The special session would be for legislators to vote on House Bill 41 and allow for Pennsylvania voters to consider a referendum during the May primary.

Governor Tom Wolf called for the special session with days left in his final term.

“For far too many Pennsylvanians, justice and healing for the pain they’ve experienced is out of reach,” said Wolf on Friday. “This special session is a critical step to allow the General Assembly to focus their work on this important, and potentially life-saving, task. No survivor should be denied the chance to hold their abuser accountable, regardless of how much time has passed.”

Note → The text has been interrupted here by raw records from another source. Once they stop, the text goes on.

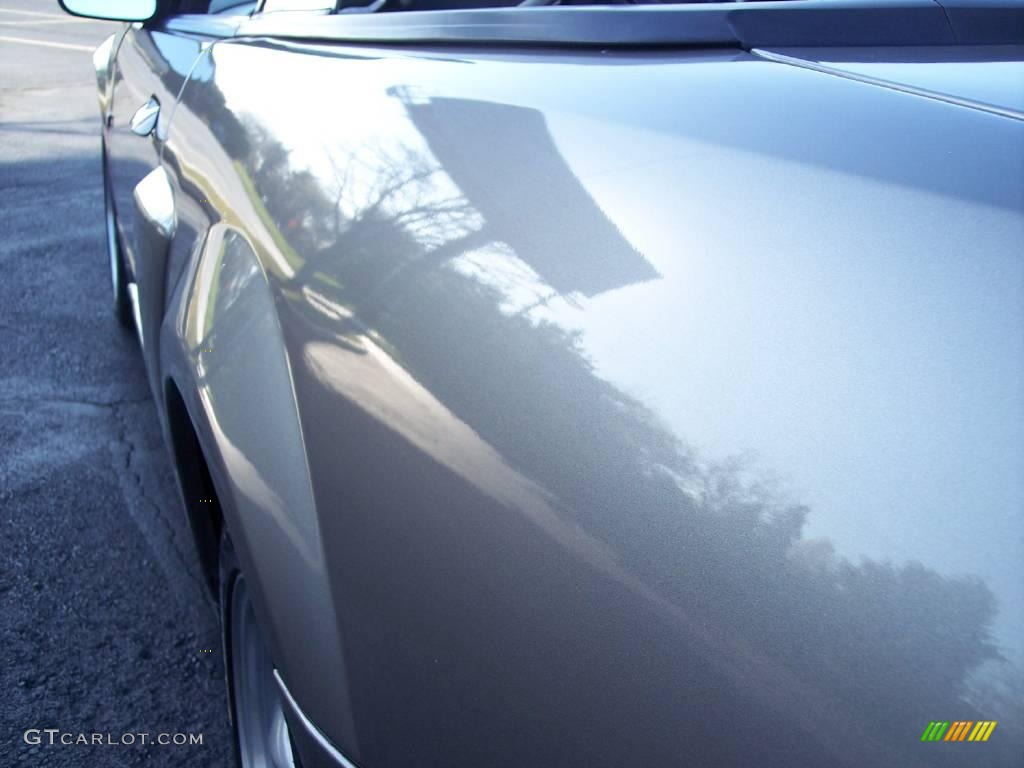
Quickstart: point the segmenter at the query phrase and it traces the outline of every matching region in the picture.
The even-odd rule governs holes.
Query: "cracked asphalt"
[[[110,310],[85,49],[114,26],[59,14],[0,0],[0,766],[227,766],[216,613]]]

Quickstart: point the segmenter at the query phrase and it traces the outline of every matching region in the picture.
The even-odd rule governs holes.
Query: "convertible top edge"
[[[189,32],[209,17],[179,16]],[[1006,45],[1024,43],[1021,0],[767,0],[674,6],[485,8],[378,14],[264,14],[224,37],[383,44],[609,46]]]

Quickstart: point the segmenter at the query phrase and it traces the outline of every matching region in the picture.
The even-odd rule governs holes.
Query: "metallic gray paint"
[[[92,66],[96,70],[96,90],[100,100],[100,114],[106,120],[110,108],[110,67],[119,35],[111,35],[100,43],[92,54]]]
[[[154,370],[349,759],[1019,762],[1024,123],[738,50],[250,40],[166,135]]]
[[[754,52],[772,61],[1024,120],[1024,46]],[[822,54],[829,60],[821,61]]]
[[[278,690],[281,692],[281,696],[288,707],[288,714],[291,715],[293,721],[299,726],[298,729],[292,728],[294,734],[292,738],[308,739],[314,742],[316,744],[315,749],[324,758],[323,764],[325,765],[330,765],[332,768],[355,768],[355,764],[341,754],[327,737],[320,732],[316,725],[306,717],[298,702],[295,701],[295,697],[288,690],[288,686],[284,684],[284,680],[281,679],[281,676],[276,671],[274,672],[274,681],[277,683]],[[299,732],[296,733],[296,731]]]

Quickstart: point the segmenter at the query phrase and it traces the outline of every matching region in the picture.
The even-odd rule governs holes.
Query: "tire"
[[[226,531],[220,542],[220,614],[235,764],[239,768],[301,768],[284,719],[273,662]]]
[[[128,274],[121,256],[120,241],[117,237],[117,220],[111,203],[110,184],[107,181],[107,153],[103,151],[103,223],[107,236],[107,259],[110,262],[110,284],[114,289],[114,317],[122,328],[131,328],[132,305],[128,298]]]

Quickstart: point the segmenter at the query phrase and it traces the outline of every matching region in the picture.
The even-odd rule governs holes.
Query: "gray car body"
[[[306,763],[1020,764],[1019,45],[266,16],[98,68],[199,551],[196,447]]]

In 2021, the General Assembly approved a proposed amendment to the Pennsylvania Constitution to provide for a two-year window for survivors of childhood sexual abuse to file previously time-barred claims.

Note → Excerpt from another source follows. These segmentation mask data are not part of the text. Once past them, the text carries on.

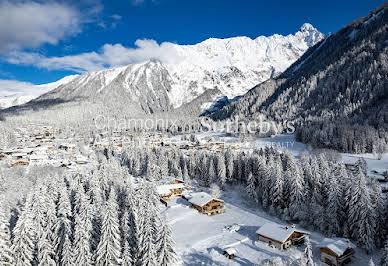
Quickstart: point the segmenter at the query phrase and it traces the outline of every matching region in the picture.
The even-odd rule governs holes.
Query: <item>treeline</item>
[[[174,265],[171,230],[152,184],[134,188],[108,161],[51,176],[0,219],[0,265]]]
[[[387,236],[387,201],[379,183],[367,176],[364,160],[348,170],[324,154],[298,161],[273,148],[183,155],[174,149],[132,147],[122,162],[133,175],[151,180],[173,175],[186,183],[245,186],[247,195],[271,214],[330,237],[350,238],[367,251],[381,248]]]
[[[373,153],[381,159],[388,149],[388,132],[367,125],[340,122],[315,122],[296,127],[297,141],[316,148],[330,148],[346,153]]]

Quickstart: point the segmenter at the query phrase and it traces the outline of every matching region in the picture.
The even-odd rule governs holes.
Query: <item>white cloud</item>
[[[112,16],[110,16],[111,18],[115,19],[115,20],[120,20],[122,17],[118,14],[113,14]]]
[[[39,93],[36,89],[36,85],[29,82],[0,79],[0,97]]]
[[[11,64],[82,73],[106,67],[145,62],[150,59],[158,59],[165,63],[176,63],[183,59],[173,43],[158,44],[154,40],[137,40],[135,46],[135,48],[127,48],[121,44],[105,44],[99,52],[63,57],[45,57],[38,53],[13,52],[6,60]]]
[[[82,16],[67,4],[0,1],[0,52],[57,44],[81,31]]]

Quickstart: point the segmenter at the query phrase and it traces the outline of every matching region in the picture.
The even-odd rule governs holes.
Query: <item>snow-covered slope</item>
[[[11,106],[17,106],[29,102],[39,95],[51,91],[63,84],[67,84],[73,79],[78,77],[78,75],[66,76],[60,80],[57,80],[52,83],[41,84],[41,85],[29,85],[26,84],[25,87],[21,86],[16,92],[12,91],[8,93],[7,88],[2,88],[0,86],[0,109],[5,109]]]
[[[210,89],[231,98],[281,73],[322,38],[306,23],[294,35],[171,44],[174,59],[86,73],[41,99],[102,98],[106,103],[107,97],[116,95],[152,113],[177,108]]]

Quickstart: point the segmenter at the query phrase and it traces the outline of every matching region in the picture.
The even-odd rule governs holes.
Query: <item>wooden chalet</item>
[[[228,259],[233,259],[236,256],[237,250],[234,248],[227,248],[224,250],[223,255]]]
[[[4,158],[5,156],[0,153],[0,161]]]
[[[167,204],[170,198],[182,196],[182,192],[185,189],[185,185],[182,183],[165,184],[156,187],[156,190],[160,196],[160,200]]]
[[[194,209],[203,214],[213,215],[225,212],[224,201],[216,199],[206,192],[186,194],[185,199],[191,203]]]
[[[287,249],[291,245],[301,245],[304,243],[308,232],[298,230],[294,226],[279,225],[276,223],[266,223],[256,231],[259,240],[268,243],[269,246],[280,250]]]
[[[27,161],[17,161],[11,164],[11,167],[19,166],[19,165],[29,165],[30,163]]]
[[[327,265],[341,266],[351,261],[355,245],[347,239],[330,239],[322,242],[318,247],[322,262]]]
[[[183,181],[182,179],[179,179],[179,178],[175,178],[174,181],[173,181],[173,184],[184,184],[185,181]]]

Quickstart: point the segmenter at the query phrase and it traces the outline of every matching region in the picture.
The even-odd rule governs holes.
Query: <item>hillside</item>
[[[297,130],[300,140],[371,152],[380,145],[373,138],[388,140],[387,7],[328,36],[279,77],[255,87],[213,118],[256,119],[263,114],[278,122],[297,121],[304,123]],[[363,132],[357,125],[364,125]],[[351,138],[365,143],[356,147]]]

Due to an error to advertise the proposed amendment, Pennsylvania Secretary of State Kathy Boockvar resigned in February 2021.

Governor Wolf’s proclamation for a special session also comes days after Rep. Mark Rozzi, a child sex abuse survivor and champion for fellow survivors, was elected Speaker of the House as an independent.

The governor is asking the General Assembly to pass the joint resolution no later than Jan. 27, days after his term is set to end. Democrat Attorney General and Gov.-elect Josh Shapiro will be sworn in on Jan. 17.

Speaker Rozzi issued a statement thanking the Governor and said the “amendment must be passed without delay.”

“We are on a tight timeline. Pursuant to our constitution, this amendment must pass both the House and the Senate by the first week of February to be placed on the May primary ballot. If we are late, we risk this life saving amendment not being placed on the ballot until the November General Election.  With that in mind, let me be clear: as long as I am the Speaker of the House of Representatives, the House will consider no other legislation until the General Assembly passes the language of Representative Gregory’s constitutional amendment.”

Republican Leader Bryan Cutler (R-Lancaster) responded to the special session being called saying “it is not in the best interest of the Commonwealth to do this work in special session, where we are required to only work on a single issue. Passing this Constitutional amendment was something we have done easily in the past and have already committed to running this session. We can do this work in regular session, while also addressing other urgent needs the people of Pennsylvania expect us to address in a timely manner.”

Cutler said he looks forward to working with Speaker Rozzi to set House rules, organize committees and begin the session’s work.